After some schedule-shuffling, I was in the shop at 6 this morning for a quick spot of epoxying before starting the day. Unfortunately this was also before coffee, but I figured resin and silica powder are not the ideal taste to combine with dark-roast Sumatra, so I was blinking owlishly while mixing the goop and counting to sixty.

I installed the forward port bunkflat supports as the sky cleared into dawn. It was a cool 55 degrees, but warm enough for epoxy to kick, and now, as I happily watch the temperature climb into the 70s, I am wondering why it is that I can still smell epoxy. Occasionally a nub will lodge on my scalp -- a frequent consequence of bending around pieces of wood and bumping into them.

And now that I've returned to the boat, and cleared away the cobwebs, I am going cricket-hunting with a bat of seasoned locust. Attention cave crickets: stay away from my boat or you feel the business end of what I learned in physics: momentum equals mass times velocity. And I can swing a heavy piece of locust.

Tuesday, May 3, 2011

Back to Work

Yesterday morning, post dog walk, post coffee-making, but pre-breakfast, I slumped down in my desk chair for a quick look at the news before starting writing. I call it "ritual" but it's really just procrastination. Hey, better than Procrustenation, right? Look that up, kids, it's an allusion.
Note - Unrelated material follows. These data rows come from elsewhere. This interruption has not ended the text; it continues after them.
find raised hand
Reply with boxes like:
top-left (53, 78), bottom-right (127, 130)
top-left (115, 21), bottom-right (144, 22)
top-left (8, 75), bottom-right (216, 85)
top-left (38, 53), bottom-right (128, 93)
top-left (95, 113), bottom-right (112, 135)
In any case: Osama bin Laden dead? Wow! I skimmed headlines, scrolled through pictures, sat back and pondered ...

... and then shut the laptop, opened the notebook, and took a sip of coffee. Seventeen minutes available of sweet unbroken writing time. Time to get to work.

Inconveniently for this story, I didn't have much of anything to say, and the story meandered along in its unhurried way. Still: it's one ratchet-click of the wheel closer to completion: the great wheel whose circumference spans months or years, whose curve is so vast it's like the curve of the earth, clicking one tooth further each day.